Chaperone-Mediated Autophagy (CMA) is a selective form of autophagy, a critical process in cellular homeostasis involving the degradation and recycling of unnecessary or damaged cellular components. Unlike other forms of autophagy that involve the engulfment of cellular material by autophagosomes, CMA directly translocates specific proteins across the lysosomal membrane for degradation. This process is highly selective and involves the recognition of a pentapeptide motif, related to KFERQ, present in the substrate proteins.

Overview[edit]

CMA plays a vital role in cellular maintenance and response to stress. By degrading specific proteins, it regulates protein quality and ensures cellular homeostasis. The process is upregulated in response to stress conditions such as nutrient deprivation, oxidative stress, and the accumulation of damaged proteins.

Mechanism[edit]

The mechanism of CMA involves several key steps and components:

  1. Recognition: The substrate proteins containing a KFERQ-like motif are recognized by the cytosolic chaperone, Hsc70 (Heat shock cognate 71 kDa protein).
  2. Complex Formation: The substrate-chaperone complex then binds to co-chaperones and is targeted to the lysosome.
  3. Translocation: At the lysosomal membrane, the complex interacts with LAMP-2A (Lysosome-associated membrane protein type 2A), which acts as a receptor for CMA substrates. LAMP-2A undergoes multimerization, forming a translocation complex that facilitates the movement of the substrate into the lysosome.
  4. Degradation: Inside the lysosome, the substrate protein is rapidly degraded by lysosomal hydrolases.

Regulation[edit]

The regulation of CMA is complex and involves the modulation of LAMP-2A levels at the lysosomal membrane, which can be influenced by various factors including cellular stress, hormonal signals, and changes in lysosomal lipid composition.

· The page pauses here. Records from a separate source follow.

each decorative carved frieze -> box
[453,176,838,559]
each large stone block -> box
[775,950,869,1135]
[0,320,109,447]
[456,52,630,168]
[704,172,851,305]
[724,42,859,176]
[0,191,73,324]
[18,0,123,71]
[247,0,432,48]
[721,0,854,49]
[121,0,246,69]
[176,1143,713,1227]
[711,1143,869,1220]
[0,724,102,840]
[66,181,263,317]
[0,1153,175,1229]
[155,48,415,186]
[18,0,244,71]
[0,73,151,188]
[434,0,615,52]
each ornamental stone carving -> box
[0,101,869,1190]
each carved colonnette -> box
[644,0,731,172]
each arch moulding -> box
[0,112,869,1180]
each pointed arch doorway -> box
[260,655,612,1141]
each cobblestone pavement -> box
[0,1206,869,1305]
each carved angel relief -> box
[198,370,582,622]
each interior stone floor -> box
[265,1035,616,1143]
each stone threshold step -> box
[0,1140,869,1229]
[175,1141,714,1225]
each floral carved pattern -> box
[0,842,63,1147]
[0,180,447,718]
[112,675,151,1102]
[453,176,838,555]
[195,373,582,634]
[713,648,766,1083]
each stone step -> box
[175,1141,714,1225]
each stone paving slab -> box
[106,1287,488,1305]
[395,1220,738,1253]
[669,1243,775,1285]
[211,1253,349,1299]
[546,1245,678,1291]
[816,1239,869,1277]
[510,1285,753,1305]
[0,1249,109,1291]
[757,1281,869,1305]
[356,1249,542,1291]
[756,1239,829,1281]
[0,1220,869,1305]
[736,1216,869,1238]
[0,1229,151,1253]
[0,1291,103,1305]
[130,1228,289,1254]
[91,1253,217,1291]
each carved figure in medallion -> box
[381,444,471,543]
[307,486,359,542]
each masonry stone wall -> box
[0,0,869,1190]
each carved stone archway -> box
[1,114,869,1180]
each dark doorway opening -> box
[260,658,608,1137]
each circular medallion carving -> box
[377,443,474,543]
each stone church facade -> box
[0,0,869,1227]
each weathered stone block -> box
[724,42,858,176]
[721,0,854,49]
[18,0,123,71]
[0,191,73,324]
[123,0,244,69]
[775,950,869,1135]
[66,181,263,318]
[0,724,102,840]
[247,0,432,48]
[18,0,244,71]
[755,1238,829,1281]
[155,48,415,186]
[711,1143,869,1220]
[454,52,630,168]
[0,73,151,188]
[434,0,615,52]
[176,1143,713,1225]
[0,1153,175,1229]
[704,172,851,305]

Physiological Significance[edit]

CMA contributes to the regulation of various cellular processes, including:

  • Protein quality control
  • Cellular response to stress
  • Regulation of metabolism
  • Modulation of cell signaling pathways

Dysregulation of CMA has been implicated in the pathogenesis of several diseases, including neurodegenerative diseases (such as Parkinson's disease and Alzheimer's disease), cancer, and metabolic disorders.

Research and Clinical Implications[edit]

Understanding the mechanisms and regulation of CMA opens new avenues for therapeutic interventions in diseases associated with protein aggregation and cellular stress. Modulating CMA activity could potentially offer strategies for the treatment of neurodegenerative diseases, cancer, and metabolic syndromes.

See Also[edit]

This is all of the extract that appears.